Verlander’s work was over, having hurled 101 pitches (70 strikes) in seven innings, during which he gave up two runs (both earned) on four hits, which included a home run, and struck out 11 without allowing a walk. His replacement, Ryan Pressly, did, however, allow a base on balls, and it almost cost the Astros dearly. Semien got the pass and, with two out, stole second, advancing to third after Chirinos’s throw went into center field for an error. But Pressly dealt with the threat by getting Robbie Grossman to ground out to first, unassisted.
In the top of the ninth, it was another of the A’s bullpen question marks’ chance to preserve the tie. Joakim Soria set down Houston to a conga beat, 1-2-3. A.J. Hinch called on his closer, Roberto Osuna, to do the same to Oakland in bottom of the inning. He did, and the game went into extra innings with Soria back on the hill for the Green and Gold. He got the first two Astros he faced, K’ing Springer and getting Altuve to fly out to Piscotty in right. Then Brantley’s bouncer to Joseph in the shift at second went through the fielder’s legs for an error. He moved up to second when Soria walked Bregman on four pitches. Aledymas Díaz pinch hit for Jake Marisnick, who had pinch run for the DH Alvarez after his eighth inning double. Soria struck him out.
Enter Will Harris to pitch the last of the 10th for the visitors and to set down the home team in order. Lou. Trivino came in for the Houston half of the 11th, and the A’s erstwhile stellar set up man also had a 1-2-3 inning, as did Joe Smith in the bottom the frame for Houston.
Trivino gave up a two-out single up the middle to Altuve in the top of the 12th, but Brantley’s grounder to Olson, unassisted, put an end to the threat, such as it was.
Matt Chapman greeted Houston’s new pitcher, Hector Rondón with a first pitch double to center. He advanced to third on Olson’s slow grounder to Bregman. Chapman tried to score on Davis’s grounder to Correa, but was caught in a rundown between third and home, while the A’s DH made it to second, where Profar ran for him. Canha legged out a single to short, and Profar moved on to third. Piscotty, who was 0-for-4, came to the plate and grounded out to short.

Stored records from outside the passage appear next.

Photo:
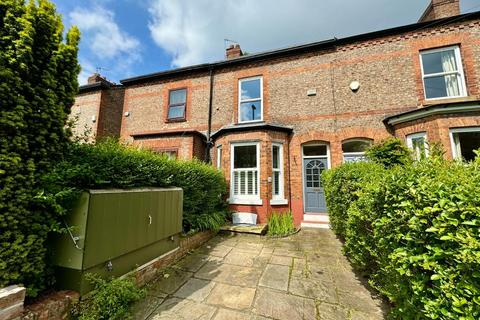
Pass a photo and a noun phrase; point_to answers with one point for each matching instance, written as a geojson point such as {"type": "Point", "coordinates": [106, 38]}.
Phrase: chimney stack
{"type": "Point", "coordinates": [97, 77]}
{"type": "Point", "coordinates": [234, 51]}
{"type": "Point", "coordinates": [438, 9]}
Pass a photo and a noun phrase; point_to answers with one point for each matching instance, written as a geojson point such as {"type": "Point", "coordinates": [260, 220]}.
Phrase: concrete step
{"type": "Point", "coordinates": [316, 217]}
{"type": "Point", "coordinates": [315, 224]}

Melvin kept Trivino on the mound for his third inning, the 13th. He struck out Bregman and Díaz. Then, with the count at 3-2, Correa hit a scorcher down the third base line that skipped past Chapman for a questionably scored two base error. After the A’s conceded a walk to Gurriel, Chirinos forced him at second on a ground ball to Semien. To the surprise of some of us in the press box, Houston chose not to request a review of the play, but instead brought in Cy Snead to pitch the bottom of the inning.
Joseph greeted him with a slicing single to left. Chris Herrmann sacrifice bunted him into scoring position. After Semien struck out, Hinch made another negative decision, not to walk Grossman and face Chapman. Grossman, batting from his strong side, laced a single to center, scoring Joseph. It was Grosman’s first career walk off hit.
The well deserved win went to Lou Trivino, who, in three innings, allowed only one walk, which was declared, or intentional, or whatever it’s called under the new rules, and struck out four Astros. His record now stands at 4-5. Snead took the loss.
The A’s now trail Houston 7 1/2 games in the division pennant race and are only a 1/2 game behind Tampa Bay for a play off spot.
Tomorrow afternoon’s game will feature Chris Bassitt (8-5, 3.56 ERA) against an unnamed Houston starter.